Mission and Identity Programs

Meyers ICP Project

Mark Meyers

Dean of the College of Social Sciences, Health, and Education
Xavier University

 

Project Title:

Extending the Mission and Identity to Graduate Programs at Xavier University

Project Overview:

The project focused on the creation of more explicit expectations of mission and identity for our graduate students. This involved meeting with the faculty, staff, and students from each graduate program which determined current practices and the "gaps" in those practices when it came to Ignatian spirituality and our mission as a Jesuit Catholic Institution.
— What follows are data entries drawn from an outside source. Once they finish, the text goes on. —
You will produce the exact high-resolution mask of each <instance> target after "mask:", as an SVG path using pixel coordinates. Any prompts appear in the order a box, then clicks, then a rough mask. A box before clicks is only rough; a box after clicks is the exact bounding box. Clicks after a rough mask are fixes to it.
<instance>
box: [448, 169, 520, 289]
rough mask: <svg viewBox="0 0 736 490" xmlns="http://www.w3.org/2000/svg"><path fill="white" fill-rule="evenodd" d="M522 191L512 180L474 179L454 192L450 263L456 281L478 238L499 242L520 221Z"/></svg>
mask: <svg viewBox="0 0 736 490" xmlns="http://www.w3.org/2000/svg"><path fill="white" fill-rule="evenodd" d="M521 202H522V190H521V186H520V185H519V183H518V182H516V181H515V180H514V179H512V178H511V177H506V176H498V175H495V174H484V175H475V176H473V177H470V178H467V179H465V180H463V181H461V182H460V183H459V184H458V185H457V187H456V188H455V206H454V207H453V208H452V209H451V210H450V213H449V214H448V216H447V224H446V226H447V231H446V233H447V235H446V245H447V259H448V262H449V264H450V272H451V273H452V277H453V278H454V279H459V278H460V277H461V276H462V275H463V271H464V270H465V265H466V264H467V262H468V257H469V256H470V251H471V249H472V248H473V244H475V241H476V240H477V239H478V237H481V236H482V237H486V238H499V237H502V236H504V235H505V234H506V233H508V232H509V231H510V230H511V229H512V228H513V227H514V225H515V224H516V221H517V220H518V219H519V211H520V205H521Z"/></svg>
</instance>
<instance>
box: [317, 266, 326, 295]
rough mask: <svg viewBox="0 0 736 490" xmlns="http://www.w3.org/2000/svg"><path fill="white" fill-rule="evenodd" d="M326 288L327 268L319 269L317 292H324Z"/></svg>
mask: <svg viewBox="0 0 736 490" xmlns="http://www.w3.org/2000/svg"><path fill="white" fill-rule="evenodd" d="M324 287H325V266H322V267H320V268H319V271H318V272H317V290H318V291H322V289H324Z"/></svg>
Over the course of a year, programs developed methods to explicit create an expectation of Ignatian focused practice by graduate students and the means to measure if there was any measureable impact.

There was an obvious and absolute difference, in terms of mission and identity, between undergraduate and graduate programs in my college that simply could not be ignored.

Project Details:

1. Information was collected from faculty, staff, and students from every graduate program in the college, and then each separately developed their own plans for the application of the mission and identity focus to their programs.
2. The Gifts of our Ignatian Heritage were adopted college wide as an orienting tool for this work. The gifts are: Mission, Reflection, Discernment, Solidarity and Kinship, and Service Rooted in Justice and Love.
3. Each program distributed and explained the Gifts during program orientation.
4. Each program added specific questions related to the themes of the gifts to their exit and alumni survey documents.
5. Each program created assignments and assessments geared to the Gifts.

Indications of Success:

The best measures of success has been the creation of activities that have been successful, here are a few examples:
1. The College of Nursing has created an activity entitled "Cura-What?" in which graduate students read articles and then journal on their own expectations as a nurse and the treatment of the "whole" patient in a compassionate and ethical manner.
2. The Counseling Programs have created the Jesuit Heritage Grant Program. In this program, counselors who have finished their first year write essays explaining the impact of the Jesuit Heritage on themselves and their professional expectations. The winning essay is awarded a partial academic grant.
3. The School of Education added questions to the M.Ed comprehensive exam focused on the mission and our Ignatian Heritage and its connection to education profession.

Challenges:

1. Recreating this effort in other graduate programs, in some ways CSSHE graduate programs are "preaching to the choir."
2. Providing sufficient expectations instead of opportunities for graduate students, particularly those that come to campus once a week.
3. Rewarding the faculty and staff sufficiently for promoting work such as this.